Ollie quickly explained what he now knew about the ghost in his library, and what had followed that conversation.

“I’m so sorry, Ollie,” she said softly.

“Yeah, I am too.” He looked to Red, who had finished scarfing down both halves of his donut. He may not completely be a cat, but he was obviously still enough of one that he likely shouldn’t give him access to an endless supply of treats. “Red, can you see Annabel too?”

“I can, but that’s because I’m your familiar.”

“She wants to help me. Do you think it would be a good idea if I let her?”

Red nodded. “It would only benefit you if you did. I will say, she hasn’t lied to you so far.”

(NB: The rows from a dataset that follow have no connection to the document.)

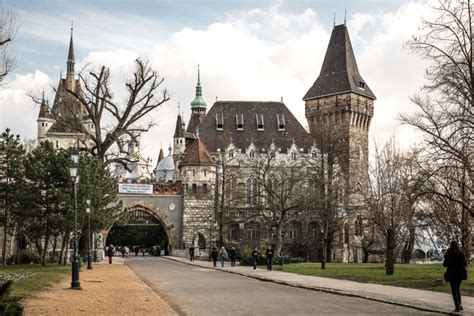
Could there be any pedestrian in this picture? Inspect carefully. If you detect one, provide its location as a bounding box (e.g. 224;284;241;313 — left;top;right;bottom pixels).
443;240;467;313
189;245;194;261
267;245;273;271
252;247;261;271
107;244;115;264
229;247;237;267
210;247;219;268
219;246;227;268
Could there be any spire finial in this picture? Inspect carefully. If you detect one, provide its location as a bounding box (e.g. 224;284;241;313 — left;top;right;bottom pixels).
198;64;201;85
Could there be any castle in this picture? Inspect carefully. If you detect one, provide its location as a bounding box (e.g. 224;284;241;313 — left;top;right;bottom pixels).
37;24;375;262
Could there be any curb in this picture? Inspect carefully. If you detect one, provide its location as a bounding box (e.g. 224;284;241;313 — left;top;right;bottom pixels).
162;256;452;315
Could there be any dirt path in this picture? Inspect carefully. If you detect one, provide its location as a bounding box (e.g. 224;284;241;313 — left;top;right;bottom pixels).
23;264;177;315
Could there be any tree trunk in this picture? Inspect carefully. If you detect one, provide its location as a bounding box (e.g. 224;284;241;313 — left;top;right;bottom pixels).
321;236;327;270
2;207;8;266
385;228;395;275
63;232;71;265
58;232;68;264
402;227;415;263
362;247;370;263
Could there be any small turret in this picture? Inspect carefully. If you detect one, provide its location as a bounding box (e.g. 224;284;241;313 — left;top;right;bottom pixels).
36;91;55;141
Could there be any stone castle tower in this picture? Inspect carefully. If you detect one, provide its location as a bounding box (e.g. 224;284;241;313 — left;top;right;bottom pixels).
303;24;375;205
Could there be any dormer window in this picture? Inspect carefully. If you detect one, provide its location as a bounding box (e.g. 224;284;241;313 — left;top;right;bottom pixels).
255;114;264;131
277;114;285;132
235;114;244;131
216;113;224;131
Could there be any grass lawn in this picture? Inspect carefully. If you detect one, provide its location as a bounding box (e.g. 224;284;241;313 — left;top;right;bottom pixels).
275;263;474;296
0;264;71;298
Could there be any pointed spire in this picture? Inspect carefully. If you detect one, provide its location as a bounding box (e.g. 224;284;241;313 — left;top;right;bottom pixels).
191;65;207;113
303;24;375;100
67;22;74;75
158;148;165;162
173;112;184;138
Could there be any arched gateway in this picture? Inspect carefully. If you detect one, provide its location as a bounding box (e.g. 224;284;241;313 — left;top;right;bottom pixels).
101;183;183;254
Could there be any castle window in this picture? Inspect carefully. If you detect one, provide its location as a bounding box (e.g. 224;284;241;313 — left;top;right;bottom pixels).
216;113;224;131
235;114;244;131
277;114;285;132
255;114;264;131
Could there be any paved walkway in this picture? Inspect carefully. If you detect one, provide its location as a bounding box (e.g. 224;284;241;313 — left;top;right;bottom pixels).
164;257;474;315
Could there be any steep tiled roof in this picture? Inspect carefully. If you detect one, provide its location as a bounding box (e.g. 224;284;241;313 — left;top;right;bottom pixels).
303;25;375;100
193;101;312;153
180;138;214;166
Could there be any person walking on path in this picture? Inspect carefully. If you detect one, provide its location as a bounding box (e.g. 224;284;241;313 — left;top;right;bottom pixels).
219;246;227;268
229;247;237;267
252;247;262;271
267;245;273;271
189;245;194;261
107;244;115;264
443;241;467;313
210;247;219;268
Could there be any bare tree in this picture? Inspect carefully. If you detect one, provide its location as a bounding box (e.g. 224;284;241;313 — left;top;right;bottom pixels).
401;0;474;216
0;4;18;83
249;147;306;254
305;151;348;269
360;140;409;275
39;59;169;168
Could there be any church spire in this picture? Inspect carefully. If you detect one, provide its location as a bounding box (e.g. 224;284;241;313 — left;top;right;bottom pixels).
191;65;207;113
66;22;74;75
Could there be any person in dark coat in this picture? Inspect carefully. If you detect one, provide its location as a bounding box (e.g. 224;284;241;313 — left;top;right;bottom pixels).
266;245;273;271
107;244;115;264
229;247;237;267
252;247;262;271
210;247;219;268
443;241;467;312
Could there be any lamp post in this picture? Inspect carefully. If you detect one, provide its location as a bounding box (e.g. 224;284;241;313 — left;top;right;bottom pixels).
69;148;81;289
86;199;92;270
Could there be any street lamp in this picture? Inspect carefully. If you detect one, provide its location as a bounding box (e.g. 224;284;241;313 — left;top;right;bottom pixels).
69;147;81;289
86;199;92;270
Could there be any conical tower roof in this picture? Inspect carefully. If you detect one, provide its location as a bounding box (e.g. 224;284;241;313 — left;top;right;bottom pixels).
303;24;375;100
191;65;207;110
180;138;214;166
173;113;184;138
38;92;51;118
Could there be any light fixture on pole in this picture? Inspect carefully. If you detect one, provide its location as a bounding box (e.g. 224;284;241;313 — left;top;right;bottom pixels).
69;147;81;289
86;199;92;270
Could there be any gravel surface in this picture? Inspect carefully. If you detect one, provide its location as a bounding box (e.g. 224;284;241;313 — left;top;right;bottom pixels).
23;264;177;316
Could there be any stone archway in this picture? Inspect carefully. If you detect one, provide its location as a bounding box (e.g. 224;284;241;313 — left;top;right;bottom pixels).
101;200;179;254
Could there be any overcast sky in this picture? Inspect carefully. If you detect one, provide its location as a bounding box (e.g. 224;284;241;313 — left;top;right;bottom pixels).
0;0;430;162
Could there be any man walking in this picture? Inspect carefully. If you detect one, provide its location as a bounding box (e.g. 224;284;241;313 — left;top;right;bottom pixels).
267;245;273;271
189;245;194;261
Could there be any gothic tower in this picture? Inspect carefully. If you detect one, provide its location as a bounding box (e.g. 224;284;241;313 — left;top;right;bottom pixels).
303;24;376;201
186;65;207;133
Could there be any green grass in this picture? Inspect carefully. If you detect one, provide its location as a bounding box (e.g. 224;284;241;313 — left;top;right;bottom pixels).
0;264;71;298
275;263;474;296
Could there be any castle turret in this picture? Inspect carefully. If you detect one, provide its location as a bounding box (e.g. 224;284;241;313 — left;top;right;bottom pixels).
303;24;375;195
186;65;207;133
173;113;186;155
36;92;55;141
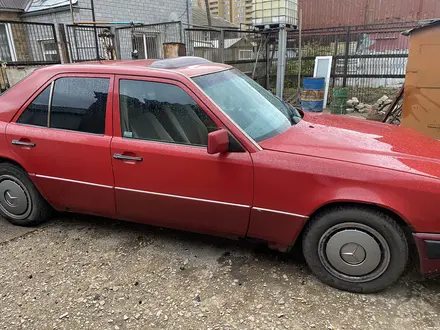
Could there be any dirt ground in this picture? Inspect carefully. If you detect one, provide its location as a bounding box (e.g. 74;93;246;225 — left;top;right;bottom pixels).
0;215;440;330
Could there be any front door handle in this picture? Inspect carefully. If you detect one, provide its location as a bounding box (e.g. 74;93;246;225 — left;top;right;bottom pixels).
12;140;36;148
113;154;142;162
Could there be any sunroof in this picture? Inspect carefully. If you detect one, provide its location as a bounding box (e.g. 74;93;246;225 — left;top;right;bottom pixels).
151;56;212;69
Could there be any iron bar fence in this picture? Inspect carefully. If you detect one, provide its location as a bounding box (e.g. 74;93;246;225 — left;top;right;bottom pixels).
0;20;61;66
116;21;183;60
282;22;418;104
66;24;111;62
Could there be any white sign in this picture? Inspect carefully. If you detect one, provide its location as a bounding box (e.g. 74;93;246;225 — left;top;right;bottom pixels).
313;56;333;108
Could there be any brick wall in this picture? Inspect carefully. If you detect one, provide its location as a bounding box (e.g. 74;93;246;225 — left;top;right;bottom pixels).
23;0;191;24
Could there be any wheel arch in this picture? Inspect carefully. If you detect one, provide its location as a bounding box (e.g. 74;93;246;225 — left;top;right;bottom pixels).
293;201;415;253
0;155;51;204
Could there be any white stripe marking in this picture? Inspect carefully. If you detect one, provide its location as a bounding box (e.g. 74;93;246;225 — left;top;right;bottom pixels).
35;174;113;189
115;187;250;208
253;207;309;219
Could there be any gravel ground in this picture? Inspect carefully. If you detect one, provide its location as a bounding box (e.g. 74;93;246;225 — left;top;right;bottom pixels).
0;215;440;330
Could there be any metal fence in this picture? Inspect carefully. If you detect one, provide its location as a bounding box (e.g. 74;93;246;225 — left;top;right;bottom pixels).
282;22;417;103
0;21;60;65
116;22;183;60
185;29;269;86
66;25;112;62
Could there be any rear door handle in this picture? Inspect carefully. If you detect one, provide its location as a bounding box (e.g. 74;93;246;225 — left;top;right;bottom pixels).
12;140;36;148
113;154;142;162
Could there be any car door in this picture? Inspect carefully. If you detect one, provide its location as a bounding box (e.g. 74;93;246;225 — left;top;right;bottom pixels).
6;74;115;216
111;76;253;236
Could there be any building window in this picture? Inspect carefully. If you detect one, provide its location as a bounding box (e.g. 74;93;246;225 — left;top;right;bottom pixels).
40;39;59;62
238;49;253;60
0;23;17;62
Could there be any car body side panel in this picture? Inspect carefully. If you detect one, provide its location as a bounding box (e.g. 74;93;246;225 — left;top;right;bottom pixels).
111;76;253;237
6;74;116;216
248;150;440;244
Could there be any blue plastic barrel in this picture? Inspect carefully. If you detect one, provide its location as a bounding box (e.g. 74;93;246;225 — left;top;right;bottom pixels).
301;78;325;112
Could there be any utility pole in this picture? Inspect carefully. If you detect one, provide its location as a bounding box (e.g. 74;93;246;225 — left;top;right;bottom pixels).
90;0;100;61
205;0;212;28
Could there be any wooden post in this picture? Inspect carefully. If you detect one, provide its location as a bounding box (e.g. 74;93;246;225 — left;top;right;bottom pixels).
58;23;70;63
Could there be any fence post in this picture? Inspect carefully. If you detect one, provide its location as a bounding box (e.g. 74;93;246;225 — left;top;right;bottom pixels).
331;34;339;88
58;23;71;63
265;33;270;89
218;30;225;63
110;26;121;60
342;26;350;87
179;21;185;43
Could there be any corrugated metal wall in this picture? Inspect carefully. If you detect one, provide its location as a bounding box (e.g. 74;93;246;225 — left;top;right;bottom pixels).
299;0;440;29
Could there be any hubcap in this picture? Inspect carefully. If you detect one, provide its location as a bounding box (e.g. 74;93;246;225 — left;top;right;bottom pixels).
318;223;390;282
341;243;367;265
0;175;31;220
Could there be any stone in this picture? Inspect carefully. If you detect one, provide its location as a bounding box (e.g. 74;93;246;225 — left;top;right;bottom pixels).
355;103;366;110
347;100;357;108
358;104;373;113
377;95;388;105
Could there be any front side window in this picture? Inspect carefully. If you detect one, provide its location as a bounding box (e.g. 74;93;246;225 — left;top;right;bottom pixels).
193;69;301;142
17;85;51;127
17;78;110;134
119;80;218;146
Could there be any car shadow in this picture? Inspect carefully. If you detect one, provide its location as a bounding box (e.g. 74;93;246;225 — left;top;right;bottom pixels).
43;213;440;294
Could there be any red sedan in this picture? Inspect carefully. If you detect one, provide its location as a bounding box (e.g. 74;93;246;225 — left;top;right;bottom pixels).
0;58;440;292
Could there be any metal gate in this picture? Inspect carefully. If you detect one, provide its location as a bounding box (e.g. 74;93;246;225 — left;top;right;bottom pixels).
116;22;183;60
66;25;116;62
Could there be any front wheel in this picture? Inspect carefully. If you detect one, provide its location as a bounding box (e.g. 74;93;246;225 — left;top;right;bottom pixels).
303;207;408;293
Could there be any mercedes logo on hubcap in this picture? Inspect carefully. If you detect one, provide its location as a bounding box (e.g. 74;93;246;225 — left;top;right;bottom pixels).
4;190;18;207
341;243;366;265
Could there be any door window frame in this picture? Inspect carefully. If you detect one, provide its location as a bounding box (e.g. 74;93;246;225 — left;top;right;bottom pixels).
11;73;115;136
113;75;229;149
0;23;17;62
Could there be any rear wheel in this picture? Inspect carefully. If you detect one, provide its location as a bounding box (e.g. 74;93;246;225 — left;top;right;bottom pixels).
0;163;51;226
303;208;408;293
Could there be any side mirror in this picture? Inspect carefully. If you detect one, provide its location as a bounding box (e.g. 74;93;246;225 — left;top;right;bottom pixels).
208;129;229;155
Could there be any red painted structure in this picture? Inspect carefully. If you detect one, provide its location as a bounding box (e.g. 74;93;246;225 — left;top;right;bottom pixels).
0;61;440;272
299;0;440;29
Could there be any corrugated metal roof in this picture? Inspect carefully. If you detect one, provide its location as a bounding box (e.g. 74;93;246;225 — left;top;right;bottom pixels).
0;0;29;11
26;0;78;13
403;19;440;36
192;7;238;29
299;0;440;29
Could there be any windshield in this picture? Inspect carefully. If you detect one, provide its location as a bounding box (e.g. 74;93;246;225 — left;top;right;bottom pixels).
193;69;301;142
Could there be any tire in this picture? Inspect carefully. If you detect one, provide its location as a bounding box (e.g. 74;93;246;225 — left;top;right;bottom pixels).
303;207;409;293
0;163;52;226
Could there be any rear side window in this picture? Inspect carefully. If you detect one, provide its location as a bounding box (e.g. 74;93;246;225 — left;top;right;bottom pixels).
17;85;50;127
17;78;110;134
49;78;110;134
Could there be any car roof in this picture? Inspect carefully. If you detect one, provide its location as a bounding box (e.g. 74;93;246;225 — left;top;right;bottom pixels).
39;56;232;77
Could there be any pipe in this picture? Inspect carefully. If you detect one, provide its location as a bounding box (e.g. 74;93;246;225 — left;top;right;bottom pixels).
69;0;75;24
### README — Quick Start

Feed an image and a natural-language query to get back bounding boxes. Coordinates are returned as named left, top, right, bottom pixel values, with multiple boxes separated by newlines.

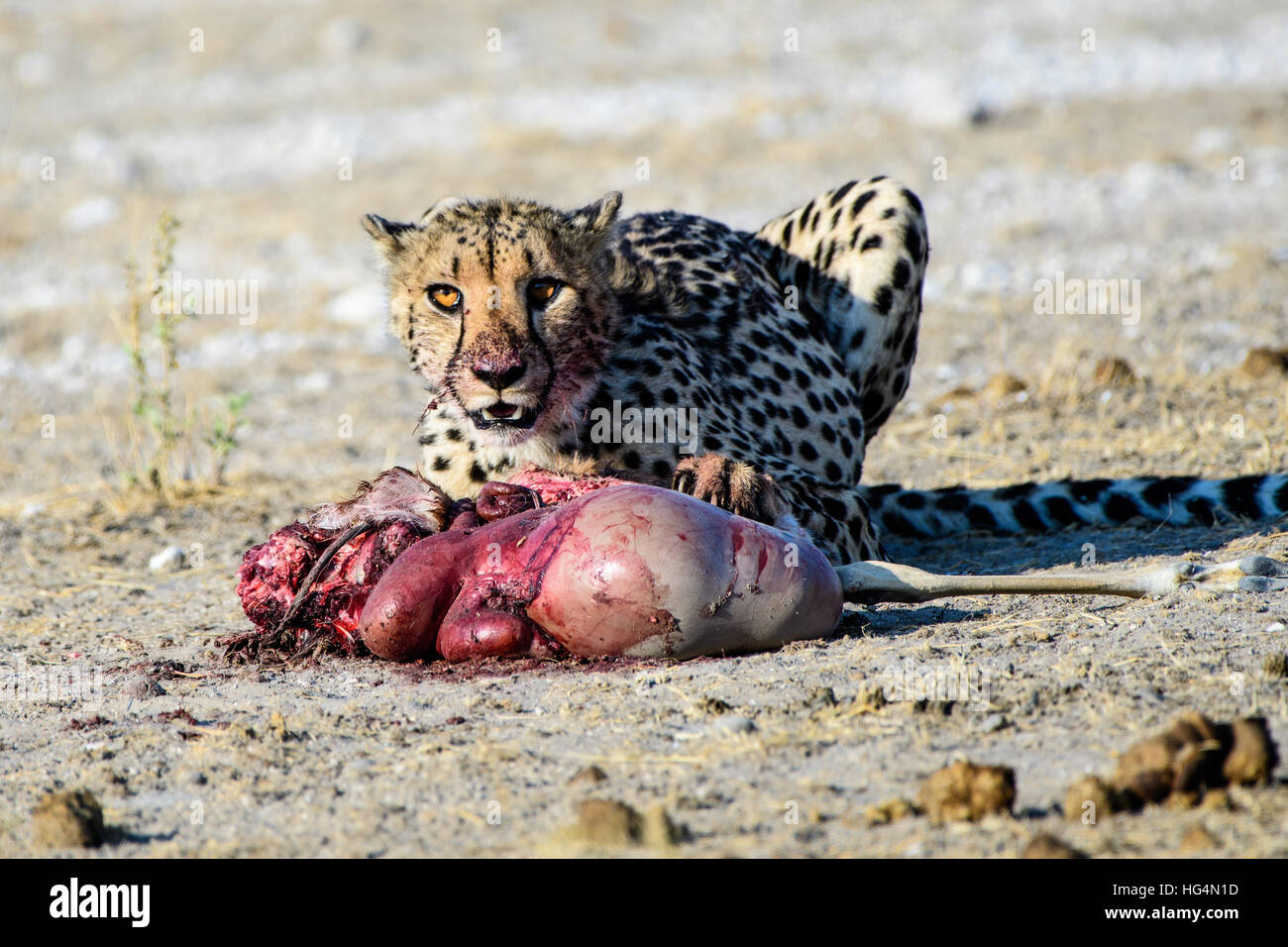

“What about the witch hunters?” Jahla asked.

Ollie sighed. “I don’t know.” He gnawed on his bottom lip, eyeing her pensively before saying, “But what I do know is that you should probably stop getting involved, Jahla.”

She jerked up straight in her seat. “What?! I?—”

“It’s dangerous. Being close to me is dangerous. It would be better?—”

“Screw that!” Jahla snapped. “I already made the dumb choice of stepping onto this crazy train, so I might as well keep going.”

“Jahla…” He swallowed hard. “My parents were murdered. There are likely people watching me even now.”

He looked at Red when the cat cleared his throat. “They likely aren’t anymore.”

“What do you mean?”

“It’s part of the reason Rowden bespelled me to silence. When you were a child, he bound your powers, which were already manifesting in infancy. Rowden was worried that me speaking would lead to them triggering sooner, as it had happened before. So he bound your magic for long enough that anyone watching would rightly assume, by most accounts, that the bloodline skipped you.”

His heart fluttered in hope as he had a thought. “C-could he bind them again?”

He drooped in his seat when Red shook his head. “No, powers such as yours cannot be bound forever. They are too strong, too unyielding. He was lucky he managed to do so for as long as he had, but then, Rowden Andraya Croft is no ordinary witch.”

“Yeah, I'd sort of already assumed that he was one,” Ollie scoffed, before picking up the coffee cup. Lightly blowing away the billowing steam, he took a sip and loudly groaned as the sugary sweetness of the mocha pumpkin latte hit his taste buds. “Jahla, you are a Goddess personified.”

His friend chuckled. “You know, it’s always interesting how you can so sweetly flatter everyone you are not planning to date, but stumble over yourself for those you want to.”

He let out a whine. “Don’t pick on me, I’ve had a trying time. Besides…things are going well with Noble.”

Red scoffed.

“Be nice!”

“I don’t like him,” his cat stated.

“I don’t either,” Jahla chimed.

“You two, leave my dating life alone! Noble is good to me, and sweet. Like, he took me to the Annual Antique Fair on our first date!? Which automatically puts him worlds above everyone else I’ve dated.”

“That isn’t saying much,” she drawled. “Not to mention, he also fucked you while you were in distress.”

Ollie wrinkled his nose. “No, he actually said we shouldn’t, and only did so after I convinced him to take full advantage.”

“Getting down with your slutty side, huh?”

“Shush!” he huffed.

“Please stop talking about Ollie and sex.” Red shuddered, his face scrunched. “As the one who raised you, you will forever be too young in my eyes.”

“I knew he left you to babysit me!” Ollie cried.

“Babysit?!” Red said with a huffy hiss, as if offended. “I was the parent. He was the one who babysat!”

“Raised by a cat…that explains so much,” Jahla mused softly.

“Hey!” He glared.

She giggled. “Anyway, back to the ghost. So you’re going to…?”

Ollie sighed. “Accept her help to do…something…in a few days.”

“A few days?” Jahla asked with a brow raised in doubt.

“Look, a few days is all I can handle at the moment, otherwise it’s just too much.”

Red sighed. “Slow progress is still progress, I suppose.”